Datenlandschaft für KI optimieren
Beide Themen, sowohl AI als auch SDVs fußen auf dem Thema Daten. Bei der Datenlandschaft haben allerdings viele Unternehmen 2025 weitere Hausaufgaben vor sich, denn gerade KI-Agentensysteme erfordern ein hohes Level an Datenqualität und -verfügbarkeit. „Das Wichtigste ist eine stabile und gut durchdachte Dateninfrastruktur. Ohne diese Grundlage wird es schwierig, KI effizient einzusetzen – insbesondere, wenn es um größere, generative Modelle geht“, stellt Wambach fest.

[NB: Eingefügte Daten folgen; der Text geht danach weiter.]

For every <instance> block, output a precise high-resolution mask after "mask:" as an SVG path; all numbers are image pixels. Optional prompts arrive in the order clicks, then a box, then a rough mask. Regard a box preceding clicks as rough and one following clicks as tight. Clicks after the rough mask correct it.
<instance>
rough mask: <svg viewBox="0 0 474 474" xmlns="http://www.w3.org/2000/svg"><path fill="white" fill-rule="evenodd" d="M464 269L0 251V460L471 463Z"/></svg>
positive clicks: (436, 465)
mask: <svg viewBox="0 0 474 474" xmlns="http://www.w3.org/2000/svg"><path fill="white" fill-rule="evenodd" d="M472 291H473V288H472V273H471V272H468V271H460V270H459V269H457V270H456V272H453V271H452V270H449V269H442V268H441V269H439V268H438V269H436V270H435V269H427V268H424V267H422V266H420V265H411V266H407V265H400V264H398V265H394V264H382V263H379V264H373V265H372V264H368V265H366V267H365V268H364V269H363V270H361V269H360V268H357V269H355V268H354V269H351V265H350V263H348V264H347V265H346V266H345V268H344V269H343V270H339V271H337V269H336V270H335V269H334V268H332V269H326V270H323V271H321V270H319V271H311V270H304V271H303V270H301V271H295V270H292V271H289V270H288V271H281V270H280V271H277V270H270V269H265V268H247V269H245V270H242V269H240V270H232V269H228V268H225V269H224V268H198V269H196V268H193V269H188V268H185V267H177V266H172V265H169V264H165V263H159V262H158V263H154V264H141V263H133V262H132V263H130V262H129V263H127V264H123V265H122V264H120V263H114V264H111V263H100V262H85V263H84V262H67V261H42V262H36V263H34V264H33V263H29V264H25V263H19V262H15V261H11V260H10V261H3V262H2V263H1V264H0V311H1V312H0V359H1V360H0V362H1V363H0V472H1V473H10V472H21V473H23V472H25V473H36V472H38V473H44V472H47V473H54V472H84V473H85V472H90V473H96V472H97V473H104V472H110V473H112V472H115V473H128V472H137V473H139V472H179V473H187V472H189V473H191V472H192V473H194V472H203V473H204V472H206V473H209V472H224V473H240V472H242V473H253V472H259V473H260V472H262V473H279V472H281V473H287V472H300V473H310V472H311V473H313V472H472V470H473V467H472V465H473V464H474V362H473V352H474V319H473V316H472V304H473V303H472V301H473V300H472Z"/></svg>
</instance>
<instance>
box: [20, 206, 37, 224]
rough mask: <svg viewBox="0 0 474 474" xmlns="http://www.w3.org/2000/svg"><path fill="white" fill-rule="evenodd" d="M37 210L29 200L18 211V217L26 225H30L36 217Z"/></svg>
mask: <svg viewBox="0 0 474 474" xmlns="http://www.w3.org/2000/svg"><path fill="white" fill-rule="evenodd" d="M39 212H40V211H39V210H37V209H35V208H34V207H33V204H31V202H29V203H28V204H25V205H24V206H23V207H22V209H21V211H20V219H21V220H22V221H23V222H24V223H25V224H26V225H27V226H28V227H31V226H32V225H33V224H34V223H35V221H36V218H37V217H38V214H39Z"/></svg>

Cybersicherheit: Gefahr von Deep Fakes durch GenAI
GenAI verändert den Schutzbedarf von Unternehmen drastisch, und hier ist dringend eine Auseinandersetzung nötig. Mit den Skills von Conversational AI, aber auch Stimm- und Videoerzeugung im exakten Tonfall einer bestimmten Person, haben Kriminelle ganz neue Betrugsmöglichkeiten für Social Engineering und Deep Fakes – beispielsweise indem sie sich als CEO einer Firma ausgeben und Zahlungen anweisen. Aus großen Datenmengen wie Social Media werde der Hintergrund der Zielpersonen analysiert, um ausgefeilte Social-Engineering-Angriffe wie KI-gestütztes Spear-Phishing zu erstellen, sagt Marco Pereira, Gobal Lead Cyber Security bei Capgemini. „Es gibt eine weitere Gruppe von Angriffen, die sich hauptsächlich auf Daten konzentriert und versucht, diese zu stehlen – wie etwa durch Prompt Injection, AI-Würmer oder die Kompromittierung der Modellintegrität“, warnt der Experte.